Former major league outfielder Sam Fuld will join the team as major league player information coordinator, while Ben Werthan will serve in the same role in the minors.

Fuld, 35, played parts of eight seasons with four different teams, last appearing in the majors with the Oakland A's in 2015. In 599 career games, Fuld posted a .227 career batting average with a .307 on-base percentage. 

Werthan, 31, served as the Orioles' advance scouting coordinator for the past six years, leading the team's advance scouting process. He previously held internships with the Tampa Bay Rays and Cincinnati Reds.

Both new hires will "help integrate the use of information in all areas of on-field performance and make recommendations regarding the most effective areas of future research analysis," the Phillies announced in a press release. 
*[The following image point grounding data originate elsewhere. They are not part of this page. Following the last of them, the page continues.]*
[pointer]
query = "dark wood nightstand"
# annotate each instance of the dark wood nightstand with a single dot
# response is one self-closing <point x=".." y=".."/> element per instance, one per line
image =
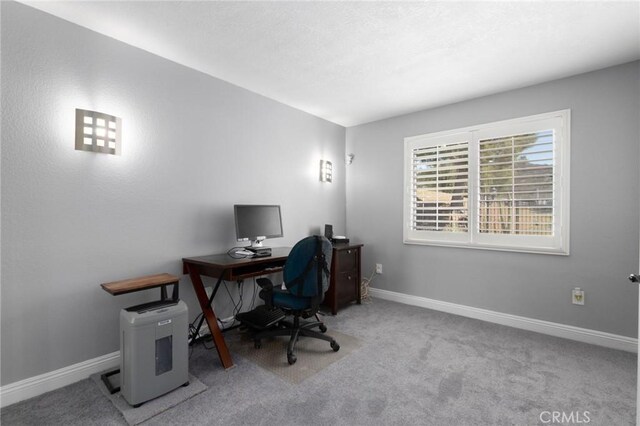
<point x="346" y="277"/>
The moves continue the Phillies' trend towards analytics, something that general manager Matt Klentak has expanded upon since his arrival in 2015. New manager Gabe Kapler is also deeply rooted in analytics as the Phillies move to a new-school thought process. 
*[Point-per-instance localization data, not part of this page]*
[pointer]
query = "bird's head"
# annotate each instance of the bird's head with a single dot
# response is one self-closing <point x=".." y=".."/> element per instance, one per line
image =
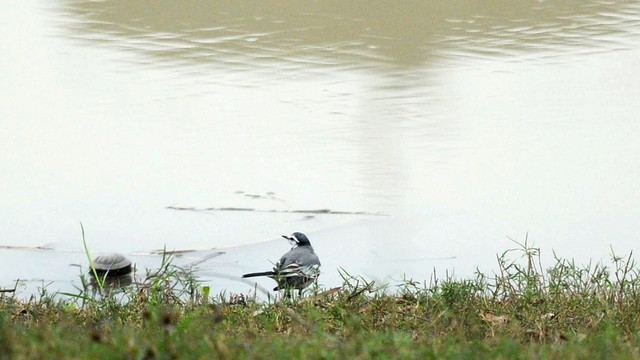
<point x="298" y="239"/>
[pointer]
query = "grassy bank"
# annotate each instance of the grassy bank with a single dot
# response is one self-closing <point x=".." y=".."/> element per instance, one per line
<point x="522" y="312"/>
"He has a unique ability to connect with people and I think that bodes very well for our young roster," Klentak said of Kapler during his introductory press conference Thursday. He's a progressive thinker. Look at the teams (Indians, Cubs, Dodgers, Astros) that competed in the last two World Series. These are among the most progressive organizations in baseball. That's where the Phillies need to head and Gabe Kapler is going to be a huge asset to us as we try to progress to the future."